2. The polypeptide of claim 1, wherein the variant of phiC31 integrase comprises the sequence of any one of SEQ ID NO: 9-13.

3. The polypeptide of claim 1, wherein the gRNA binding domain comprises a Cas9 protein or a fragment thereof.

4. The polypeptide of claim 1, wherein the gRNA binding domain does not have endonuclease activity.

5. The polypeptide of claim 1, wherein the gRNA binding domain is a dead Cas9 (dCas9).

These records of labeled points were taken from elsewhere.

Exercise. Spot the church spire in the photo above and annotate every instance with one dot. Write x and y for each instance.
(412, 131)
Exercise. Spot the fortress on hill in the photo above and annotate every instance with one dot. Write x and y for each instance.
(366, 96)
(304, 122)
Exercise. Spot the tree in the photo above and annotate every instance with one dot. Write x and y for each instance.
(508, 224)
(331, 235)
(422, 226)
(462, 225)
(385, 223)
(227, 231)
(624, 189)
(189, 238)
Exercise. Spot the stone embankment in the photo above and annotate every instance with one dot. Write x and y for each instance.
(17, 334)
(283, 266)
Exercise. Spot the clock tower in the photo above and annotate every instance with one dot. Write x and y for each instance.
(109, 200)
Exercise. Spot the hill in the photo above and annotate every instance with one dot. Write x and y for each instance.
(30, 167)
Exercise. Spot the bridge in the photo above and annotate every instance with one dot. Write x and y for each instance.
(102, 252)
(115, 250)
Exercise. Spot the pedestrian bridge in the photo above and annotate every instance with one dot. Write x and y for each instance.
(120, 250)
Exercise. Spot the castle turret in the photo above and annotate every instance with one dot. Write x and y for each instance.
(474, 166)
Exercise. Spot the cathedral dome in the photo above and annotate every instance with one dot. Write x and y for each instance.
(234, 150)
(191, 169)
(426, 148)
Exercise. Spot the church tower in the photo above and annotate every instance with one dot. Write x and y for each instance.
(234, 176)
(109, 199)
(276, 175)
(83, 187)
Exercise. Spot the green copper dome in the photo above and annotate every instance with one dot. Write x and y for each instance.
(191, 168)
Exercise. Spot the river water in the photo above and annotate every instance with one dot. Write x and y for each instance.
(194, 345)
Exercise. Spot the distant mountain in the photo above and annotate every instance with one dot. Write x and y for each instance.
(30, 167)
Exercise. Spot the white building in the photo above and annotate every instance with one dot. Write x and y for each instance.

6. The polypeptide of claim 1, wherein the gRNA binding domain comprises an amino acid sequence of SEQ ID NO: 25.

7. The polypeptide of claim 1, wherein the gRNA binding domain is a dead Mad7 (dMad7).

8. The polypeptide of claim 1, wherein the gRNA binding domain comprises an amino acid sequence of SEQ ID NO: 34.

9. The polypeptide of claim 1, wherein the guide RNA is capable of hybridizing to a sequence in the proximity of a genomic sequence of SEQ ID NO: 2.

10. The polypeptide of claim 1, further comprising a linker that links the variant of phiC31 integrase with the gRNA binding domain.

11. The polypeptide of claim 10, wherein the linker has the sequence of any one of SEQ ID NO: 14-23.

12. The polypeptide of claim 1, further comprising a nuclear localization sequence (NLS).

13. The polypeptide of claim 12, wherein the NLS has a sequence of SEQ ID NO: 35.

14. A polynucleotide encoding the fusion polypeptide of any one of claims 1-13.

15. A composition comprising (1) the fusion polypeptide of any one of claims 1-13 or the polynucleotide of claim 14, and (2) the guide RNA or the DNA encoding the guide RNA.

16. A method of integrating a transgene into the genome of a human cell comprising introducing into the human cell the composition of claims 15 and a donor construct compri sing the transgene .

17. The method of claim 16, wherein the human cell is an iPSC, T cell or an NK cell.